ConAgra follow-up: CAG guides below consensus; cites weakness in Consumer Foods segment, as well as weak profits for the Private Brands segment
Co issues downside guidance for Q4 (May), sees EPS of $0.55 vs. $0.62 Capital IQ Consensus Estimate.
- The lower-than-planned comparable EPS is largely the result of a 7% quarterly volume decline for the Consumer Foods segment, as well as weak profits for the Private Brands segment.
- "Given the challenges we faced in fiscal 2014 with regard to Consumer Foods volumes and Private Brands profitability, we are in the process of gradually strengthening several areas of our company.
- We anticipate fiscal 2015 to be a year of stabilization and recovery that delivers mid-single-digit comparable EPS growth.
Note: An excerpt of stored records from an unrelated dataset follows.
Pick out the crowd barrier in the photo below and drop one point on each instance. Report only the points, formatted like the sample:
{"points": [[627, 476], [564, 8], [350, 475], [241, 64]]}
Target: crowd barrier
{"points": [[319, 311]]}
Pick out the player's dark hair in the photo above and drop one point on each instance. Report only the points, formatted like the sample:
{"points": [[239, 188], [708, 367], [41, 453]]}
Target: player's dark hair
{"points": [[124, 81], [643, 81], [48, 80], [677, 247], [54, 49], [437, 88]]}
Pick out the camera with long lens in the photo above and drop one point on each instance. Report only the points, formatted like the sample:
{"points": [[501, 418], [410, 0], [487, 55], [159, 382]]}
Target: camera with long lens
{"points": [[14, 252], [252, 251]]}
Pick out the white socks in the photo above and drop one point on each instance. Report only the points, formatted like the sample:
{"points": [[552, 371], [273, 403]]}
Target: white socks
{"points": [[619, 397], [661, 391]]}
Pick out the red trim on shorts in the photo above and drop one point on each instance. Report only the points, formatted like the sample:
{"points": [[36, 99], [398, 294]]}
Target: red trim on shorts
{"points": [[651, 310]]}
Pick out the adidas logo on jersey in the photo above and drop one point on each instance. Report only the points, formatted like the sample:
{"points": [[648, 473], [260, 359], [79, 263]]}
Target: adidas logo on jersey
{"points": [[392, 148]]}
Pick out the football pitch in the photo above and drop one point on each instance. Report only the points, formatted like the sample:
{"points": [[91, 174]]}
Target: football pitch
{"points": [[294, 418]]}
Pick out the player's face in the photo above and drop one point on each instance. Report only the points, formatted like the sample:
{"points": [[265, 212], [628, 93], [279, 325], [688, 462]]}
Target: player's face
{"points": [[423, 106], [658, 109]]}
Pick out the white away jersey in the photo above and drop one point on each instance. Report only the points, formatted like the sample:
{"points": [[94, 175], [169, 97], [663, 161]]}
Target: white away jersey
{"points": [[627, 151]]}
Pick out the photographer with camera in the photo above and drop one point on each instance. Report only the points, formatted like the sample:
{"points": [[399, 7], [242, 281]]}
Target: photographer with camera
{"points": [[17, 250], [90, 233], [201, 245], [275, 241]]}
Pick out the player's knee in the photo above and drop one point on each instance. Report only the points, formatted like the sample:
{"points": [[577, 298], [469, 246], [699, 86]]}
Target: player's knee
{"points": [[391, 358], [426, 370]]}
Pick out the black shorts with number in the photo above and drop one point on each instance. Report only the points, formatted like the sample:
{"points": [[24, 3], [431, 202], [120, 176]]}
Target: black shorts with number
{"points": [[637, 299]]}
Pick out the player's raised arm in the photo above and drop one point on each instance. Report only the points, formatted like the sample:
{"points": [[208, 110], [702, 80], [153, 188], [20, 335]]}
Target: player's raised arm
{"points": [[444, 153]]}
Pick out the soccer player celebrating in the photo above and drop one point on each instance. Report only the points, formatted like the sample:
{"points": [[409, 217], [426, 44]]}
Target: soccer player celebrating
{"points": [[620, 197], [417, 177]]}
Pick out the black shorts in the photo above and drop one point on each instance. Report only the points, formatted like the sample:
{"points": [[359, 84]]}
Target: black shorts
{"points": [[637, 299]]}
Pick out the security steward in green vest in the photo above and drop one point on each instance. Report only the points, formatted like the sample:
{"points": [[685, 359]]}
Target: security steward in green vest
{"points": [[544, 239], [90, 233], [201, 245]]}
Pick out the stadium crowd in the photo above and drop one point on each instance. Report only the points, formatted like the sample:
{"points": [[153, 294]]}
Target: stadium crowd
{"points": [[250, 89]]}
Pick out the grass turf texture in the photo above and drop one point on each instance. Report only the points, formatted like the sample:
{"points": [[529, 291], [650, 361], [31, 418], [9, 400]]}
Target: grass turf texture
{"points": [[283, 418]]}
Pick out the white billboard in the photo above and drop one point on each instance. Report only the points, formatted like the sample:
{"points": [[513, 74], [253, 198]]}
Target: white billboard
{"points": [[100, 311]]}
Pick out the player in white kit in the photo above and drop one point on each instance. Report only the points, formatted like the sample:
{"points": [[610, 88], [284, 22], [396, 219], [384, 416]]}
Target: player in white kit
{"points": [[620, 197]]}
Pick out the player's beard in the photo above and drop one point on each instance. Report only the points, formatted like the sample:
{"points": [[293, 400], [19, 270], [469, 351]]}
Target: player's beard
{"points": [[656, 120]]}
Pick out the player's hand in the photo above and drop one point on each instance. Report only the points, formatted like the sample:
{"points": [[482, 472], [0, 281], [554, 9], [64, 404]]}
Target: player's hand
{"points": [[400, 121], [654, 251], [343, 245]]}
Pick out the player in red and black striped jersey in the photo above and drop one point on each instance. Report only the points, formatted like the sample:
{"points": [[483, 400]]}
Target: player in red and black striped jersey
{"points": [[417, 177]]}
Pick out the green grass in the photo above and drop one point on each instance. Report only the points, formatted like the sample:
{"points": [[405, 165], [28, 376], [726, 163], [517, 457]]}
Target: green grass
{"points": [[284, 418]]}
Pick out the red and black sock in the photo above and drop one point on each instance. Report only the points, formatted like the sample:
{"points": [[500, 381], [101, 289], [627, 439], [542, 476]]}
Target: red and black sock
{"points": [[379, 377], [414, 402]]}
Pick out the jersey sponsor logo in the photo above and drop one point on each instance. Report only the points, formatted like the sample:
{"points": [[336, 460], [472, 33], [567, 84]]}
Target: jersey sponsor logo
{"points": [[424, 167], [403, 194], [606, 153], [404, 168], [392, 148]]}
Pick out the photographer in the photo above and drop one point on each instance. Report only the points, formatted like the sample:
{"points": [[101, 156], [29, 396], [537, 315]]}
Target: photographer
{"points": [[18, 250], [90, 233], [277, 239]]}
- Comparable EPS growth in fiscal 2016 and 2017 should accelerate to a high-single-digit rate as we benefit from stronger underlying operations, generate sizeable productivity and administrative savings, and continue to realize substantial synergies from the Ralcorp transaction.
- Administrative savings are expected to play a growing role in future EPS performance as we implement effectiveness and efficiency initiatives resulting from significant work over the past fiscal year.
- Throughout this period of anticipated stabilization, recovery, and eventual acceleration of EPS performance, we expect to have the flexibility to invest in our business for good long-term growth.
- We plan to continue our current $1.00 per share annual dividend payment, and remain committed to a strong dividend policy in the future."